The Douglas A-26 Invader was an American twin-engined light bomber and ground attack. Her remarkable design, was so astonishingly strong and versatile that it had been adapted to every mission conceivable from bomber to tug. She was known for its speed and maneuverability.
- The Douglas A-26 Invader, designated B-26 between 1948 and 1965, is confunded many times with the Douglas A-26 Invader, which first flew in November 1940, about 16 months before the Douglas design's maiden flight. Douglas A-26 Invader and Martin B-26 Marauder whether had some stuff in common, both were powered by the widely used Pratt & Whitney R-2800 Double Wasp eighteen-cylinder, double-row radial engine.
- The Douglas A-26 Invader was Douglas Aircraft's successor to the A-20 Havoc/Boston. She was a larger, more ruggedly built version, with more powerful engines, longer range, and heavier armament with remote power-driven gun turrets. She earned a reputation for its durability under fire.
- The Douglas A-26 Invader was originally built in two different configurations: A-26B and A-26C. The A-26B had a gun nose, officially termed the "all-purpose nose", later commonly known as the "six-gun nose" or "eight-gun nose", which originally could be equipped with a combination of armament. And the A-26C had a "glass" nose, officially termed the "Bombardier nose", contained a Norden bombsight for medium altitude precision bombing. An A-26C nose section could be exchanged for an A-26B nose section, or vice versa. This changed his designation, his operational role and role of his crew member. Each nose could be changed in about 24 hours by field personnel.
- Another prototype of Douglas A-26 Invader added Airborne Interception (AI) radar in the nose, four 0.50 caliber machine guns in the upper turret and four 20 mm cannons in a ventral fairing. With the introduction of the Northrop P-61, the A-26 night fighter version was never put into production.
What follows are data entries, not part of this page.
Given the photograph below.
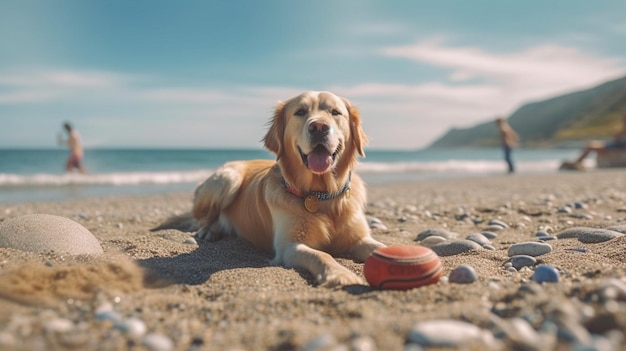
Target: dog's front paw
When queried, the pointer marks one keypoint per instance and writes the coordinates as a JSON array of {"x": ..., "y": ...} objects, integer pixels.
[
  {"x": 338, "y": 276},
  {"x": 207, "y": 234}
]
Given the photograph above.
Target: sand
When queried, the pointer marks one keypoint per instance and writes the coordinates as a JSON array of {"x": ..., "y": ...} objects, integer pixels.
[{"x": 226, "y": 296}]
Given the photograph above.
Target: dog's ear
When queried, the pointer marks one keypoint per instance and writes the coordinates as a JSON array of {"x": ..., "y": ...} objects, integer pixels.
[
  {"x": 358, "y": 135},
  {"x": 273, "y": 140}
]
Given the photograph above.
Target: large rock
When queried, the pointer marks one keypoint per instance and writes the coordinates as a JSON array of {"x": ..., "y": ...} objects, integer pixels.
[{"x": 43, "y": 232}]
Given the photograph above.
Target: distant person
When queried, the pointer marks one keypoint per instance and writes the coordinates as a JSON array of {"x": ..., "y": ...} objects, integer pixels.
[
  {"x": 75, "y": 158},
  {"x": 618, "y": 141},
  {"x": 509, "y": 140}
]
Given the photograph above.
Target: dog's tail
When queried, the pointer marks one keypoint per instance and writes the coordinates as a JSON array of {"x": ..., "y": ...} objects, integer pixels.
[{"x": 184, "y": 223}]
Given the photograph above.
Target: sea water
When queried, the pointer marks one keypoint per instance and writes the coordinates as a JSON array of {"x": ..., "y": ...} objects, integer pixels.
[{"x": 34, "y": 175}]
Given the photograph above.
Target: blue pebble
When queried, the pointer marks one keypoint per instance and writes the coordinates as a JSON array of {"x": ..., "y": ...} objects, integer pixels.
[
  {"x": 546, "y": 274},
  {"x": 463, "y": 274},
  {"x": 546, "y": 238}
]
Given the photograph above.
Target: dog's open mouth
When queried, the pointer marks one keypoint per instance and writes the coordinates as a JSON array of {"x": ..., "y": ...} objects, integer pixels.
[{"x": 319, "y": 160}]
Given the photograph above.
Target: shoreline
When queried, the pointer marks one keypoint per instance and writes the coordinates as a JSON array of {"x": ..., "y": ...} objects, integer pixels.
[{"x": 225, "y": 295}]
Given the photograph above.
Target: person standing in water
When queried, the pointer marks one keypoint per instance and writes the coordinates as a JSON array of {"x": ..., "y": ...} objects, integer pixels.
[
  {"x": 75, "y": 158},
  {"x": 509, "y": 139}
]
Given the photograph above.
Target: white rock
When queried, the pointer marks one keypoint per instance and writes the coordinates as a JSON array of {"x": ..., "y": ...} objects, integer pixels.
[
  {"x": 448, "y": 333},
  {"x": 158, "y": 342},
  {"x": 432, "y": 240},
  {"x": 530, "y": 248},
  {"x": 43, "y": 233},
  {"x": 59, "y": 325}
]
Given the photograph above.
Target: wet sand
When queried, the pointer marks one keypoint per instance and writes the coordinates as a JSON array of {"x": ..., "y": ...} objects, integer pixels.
[{"x": 226, "y": 296}]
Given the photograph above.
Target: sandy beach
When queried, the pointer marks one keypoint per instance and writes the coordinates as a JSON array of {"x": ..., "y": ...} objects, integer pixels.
[{"x": 160, "y": 291}]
- The Douglas A-26 Invader required only two or three crewmembers and carried more ordnance than current bombers. The Douglas Invader's lethality was furthermore accented by the option of carrying 4,000 internally and 8,000lbs on external pylons, in the form of drop bombs or 8 to 14 x 5" rockets (the latter held externally on eight or fourteen underwing pylons - the full 16 rocket deployment was achievable in lieu of the drop tanks and wing mounted bombs). In fact, Invaders were known to be able to carry greater bombloads than that as found on the larger Boeing B-17 Flying Fortresses. Even she was capable of carrying two torpedoes internally but was never used as such in combat.
- Unlike the B-17, B-25 and B-24 bombers, the Douglas A-26 Invader used remote controlled gun turrets above and below the airframe. The remote turrets solved the problem of wind buffet and also allowed the guns to swing faster than possible with hand held guns.
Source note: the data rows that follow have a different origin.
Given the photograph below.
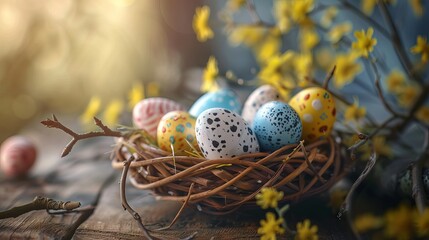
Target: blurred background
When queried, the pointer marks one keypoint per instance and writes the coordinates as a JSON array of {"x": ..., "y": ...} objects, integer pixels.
[{"x": 56, "y": 54}]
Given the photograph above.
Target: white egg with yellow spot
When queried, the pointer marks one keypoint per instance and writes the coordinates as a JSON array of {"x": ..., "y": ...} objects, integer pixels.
[
  {"x": 316, "y": 108},
  {"x": 177, "y": 129}
]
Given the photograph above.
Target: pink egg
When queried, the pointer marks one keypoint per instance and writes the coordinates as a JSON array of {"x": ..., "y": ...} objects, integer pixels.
[
  {"x": 17, "y": 156},
  {"x": 148, "y": 112}
]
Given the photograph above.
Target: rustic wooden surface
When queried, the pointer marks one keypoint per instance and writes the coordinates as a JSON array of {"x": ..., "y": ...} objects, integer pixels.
[{"x": 87, "y": 176}]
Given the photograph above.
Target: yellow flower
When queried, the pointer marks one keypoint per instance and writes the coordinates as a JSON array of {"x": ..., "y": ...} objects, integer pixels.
[
  {"x": 368, "y": 5},
  {"x": 234, "y": 5},
  {"x": 304, "y": 231},
  {"x": 300, "y": 9},
  {"x": 135, "y": 95},
  {"x": 381, "y": 147},
  {"x": 365, "y": 43},
  {"x": 354, "y": 113},
  {"x": 423, "y": 223},
  {"x": 268, "y": 198},
  {"x": 337, "y": 32},
  {"x": 367, "y": 222},
  {"x": 112, "y": 112},
  {"x": 408, "y": 95},
  {"x": 417, "y": 7},
  {"x": 200, "y": 24},
  {"x": 327, "y": 18},
  {"x": 400, "y": 223},
  {"x": 421, "y": 47},
  {"x": 152, "y": 89},
  {"x": 270, "y": 227},
  {"x": 282, "y": 14},
  {"x": 308, "y": 39},
  {"x": 91, "y": 110},
  {"x": 395, "y": 81},
  {"x": 210, "y": 74},
  {"x": 347, "y": 69},
  {"x": 248, "y": 34},
  {"x": 423, "y": 114}
]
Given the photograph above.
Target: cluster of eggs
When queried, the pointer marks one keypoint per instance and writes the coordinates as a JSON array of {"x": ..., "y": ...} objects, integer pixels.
[{"x": 219, "y": 127}]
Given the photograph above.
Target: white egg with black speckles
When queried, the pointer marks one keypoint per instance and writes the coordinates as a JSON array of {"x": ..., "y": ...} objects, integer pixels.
[
  {"x": 276, "y": 124},
  {"x": 222, "y": 133},
  {"x": 260, "y": 96}
]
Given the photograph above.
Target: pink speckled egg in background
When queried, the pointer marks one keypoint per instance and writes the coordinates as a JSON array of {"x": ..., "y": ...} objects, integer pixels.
[
  {"x": 148, "y": 112},
  {"x": 17, "y": 156}
]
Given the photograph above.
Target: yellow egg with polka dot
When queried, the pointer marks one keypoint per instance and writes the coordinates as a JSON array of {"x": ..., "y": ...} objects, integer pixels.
[
  {"x": 176, "y": 129},
  {"x": 316, "y": 108}
]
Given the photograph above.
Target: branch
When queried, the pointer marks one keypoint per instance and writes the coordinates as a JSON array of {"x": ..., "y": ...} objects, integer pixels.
[
  {"x": 39, "y": 203},
  {"x": 54, "y": 123},
  {"x": 397, "y": 42},
  {"x": 124, "y": 201}
]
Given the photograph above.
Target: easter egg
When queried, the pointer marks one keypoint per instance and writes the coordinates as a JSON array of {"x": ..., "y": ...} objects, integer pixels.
[
  {"x": 276, "y": 124},
  {"x": 176, "y": 129},
  {"x": 222, "y": 98},
  {"x": 17, "y": 156},
  {"x": 256, "y": 99},
  {"x": 316, "y": 108},
  {"x": 148, "y": 112},
  {"x": 222, "y": 133}
]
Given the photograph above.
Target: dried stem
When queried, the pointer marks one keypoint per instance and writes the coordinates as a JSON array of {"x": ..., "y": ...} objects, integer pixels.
[
  {"x": 39, "y": 203},
  {"x": 54, "y": 123},
  {"x": 124, "y": 201}
]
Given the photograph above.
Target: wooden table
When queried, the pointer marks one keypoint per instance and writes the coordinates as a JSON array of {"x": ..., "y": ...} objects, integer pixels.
[{"x": 87, "y": 176}]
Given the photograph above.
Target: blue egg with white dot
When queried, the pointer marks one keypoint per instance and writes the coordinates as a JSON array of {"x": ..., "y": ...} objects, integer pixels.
[
  {"x": 222, "y": 98},
  {"x": 276, "y": 124}
]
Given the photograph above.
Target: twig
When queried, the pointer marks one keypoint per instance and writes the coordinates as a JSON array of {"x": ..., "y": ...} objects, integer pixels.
[
  {"x": 397, "y": 42},
  {"x": 54, "y": 123},
  {"x": 380, "y": 91},
  {"x": 39, "y": 203},
  {"x": 124, "y": 201}
]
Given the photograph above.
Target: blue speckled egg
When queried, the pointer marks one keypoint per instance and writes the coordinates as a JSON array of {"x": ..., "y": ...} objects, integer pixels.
[
  {"x": 221, "y": 133},
  {"x": 276, "y": 124},
  {"x": 222, "y": 98}
]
- The Douglas A-26 Invader saw the action for the first time, with the Fifth Air Force in the Southwest Pacific theater on 23 June 1944. In this occasion, the pilots made a very poor evaluation of it: "We do not want the A-26 under any circumstances as a replacement for anything."
- On the other hand, in Europe, the Douglas A-26 Invader saw its first war action on 6 September 1944. In this occasion, the Ninth Air Force announced that it was happy to replace all of its A-20s and B-26s with the A-26 Invader.
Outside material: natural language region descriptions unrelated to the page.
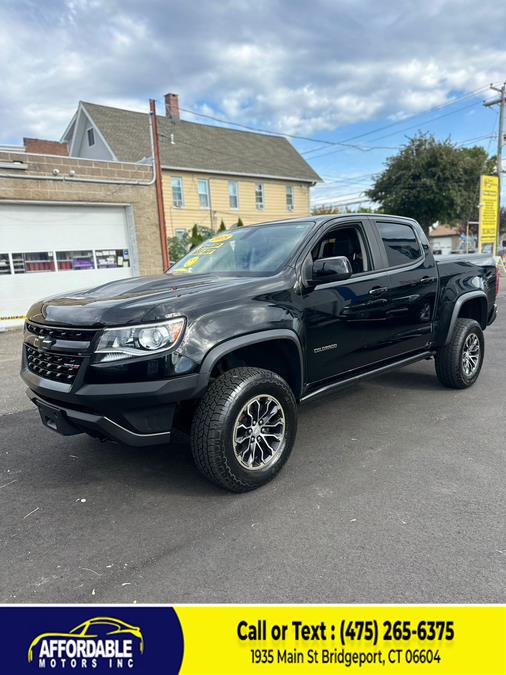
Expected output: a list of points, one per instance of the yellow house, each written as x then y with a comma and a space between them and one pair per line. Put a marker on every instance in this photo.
209, 173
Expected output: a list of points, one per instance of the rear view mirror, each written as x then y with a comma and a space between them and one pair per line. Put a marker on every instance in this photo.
331, 269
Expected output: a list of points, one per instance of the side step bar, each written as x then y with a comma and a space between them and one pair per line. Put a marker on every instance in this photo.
328, 388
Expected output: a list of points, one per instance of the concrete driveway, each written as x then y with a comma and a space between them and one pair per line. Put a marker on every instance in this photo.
395, 492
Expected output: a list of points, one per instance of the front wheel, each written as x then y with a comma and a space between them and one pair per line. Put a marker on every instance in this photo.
458, 363
244, 428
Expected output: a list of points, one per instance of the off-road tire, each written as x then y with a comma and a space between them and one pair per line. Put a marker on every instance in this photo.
213, 425
449, 359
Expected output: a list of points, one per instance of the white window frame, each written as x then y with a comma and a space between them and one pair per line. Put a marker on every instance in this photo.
206, 194
180, 187
90, 145
231, 195
260, 206
290, 198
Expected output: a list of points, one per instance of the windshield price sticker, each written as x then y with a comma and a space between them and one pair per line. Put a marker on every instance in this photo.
455, 640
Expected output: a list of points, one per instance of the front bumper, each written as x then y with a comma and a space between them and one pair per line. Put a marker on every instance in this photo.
69, 422
133, 413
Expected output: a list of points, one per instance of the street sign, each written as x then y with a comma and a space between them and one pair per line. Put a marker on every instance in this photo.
489, 190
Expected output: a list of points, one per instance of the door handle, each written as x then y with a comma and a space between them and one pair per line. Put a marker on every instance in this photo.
378, 290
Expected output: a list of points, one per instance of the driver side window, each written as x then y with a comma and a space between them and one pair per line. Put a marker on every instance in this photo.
344, 241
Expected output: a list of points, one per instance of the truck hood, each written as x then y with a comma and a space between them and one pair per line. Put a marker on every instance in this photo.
139, 299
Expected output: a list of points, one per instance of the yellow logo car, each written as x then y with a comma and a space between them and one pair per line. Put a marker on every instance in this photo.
89, 630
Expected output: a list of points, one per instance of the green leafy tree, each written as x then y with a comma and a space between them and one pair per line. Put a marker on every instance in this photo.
431, 180
195, 237
199, 233
178, 247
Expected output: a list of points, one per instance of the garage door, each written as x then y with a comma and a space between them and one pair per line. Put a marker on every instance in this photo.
47, 249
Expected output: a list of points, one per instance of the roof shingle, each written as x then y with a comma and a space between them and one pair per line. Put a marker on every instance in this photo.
200, 147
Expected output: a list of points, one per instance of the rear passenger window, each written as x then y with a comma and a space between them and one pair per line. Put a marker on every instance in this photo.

- In the European Theater, bombing, ground strafing, naval and rocket attacks, tactical reconnaissance and night interdiction missions were undertaken successfully. In contrast to the Pacific-based units, the Douglas A-26 Invader was well received by pilots and crew alike.
- The Douglas A-26 Invader gained experience and respect including the praises of General George S. Patton as she bombed and strafed Hitler’s despicable German War Machine and the Axis Powers on notable battlefields such as “The Bulge”.
- The Douglas A-26 Invader became the fastest US bomber of WWII. The A-26s combat career was cut short by the end of the war, and because no other use could be found for them, many A-26s were converted to JD-1 target tugs for the US Navy.
- Production deliveries of Douglas A-26 Invader began in August 1943. By the time production halted after VJ-Day, 2,502 Invaders had been built. In 1941 the cost of an A-26 was $224,498, by 1945 the cost had dropped to $175,892. The Douglas A-26/B-26 bomber had one of the longest service lives of any American warplane. She was the only American bomber to fly missions in three wars. After World War II, it served as a first-line bomber during the Korean War and during the Vietnam War.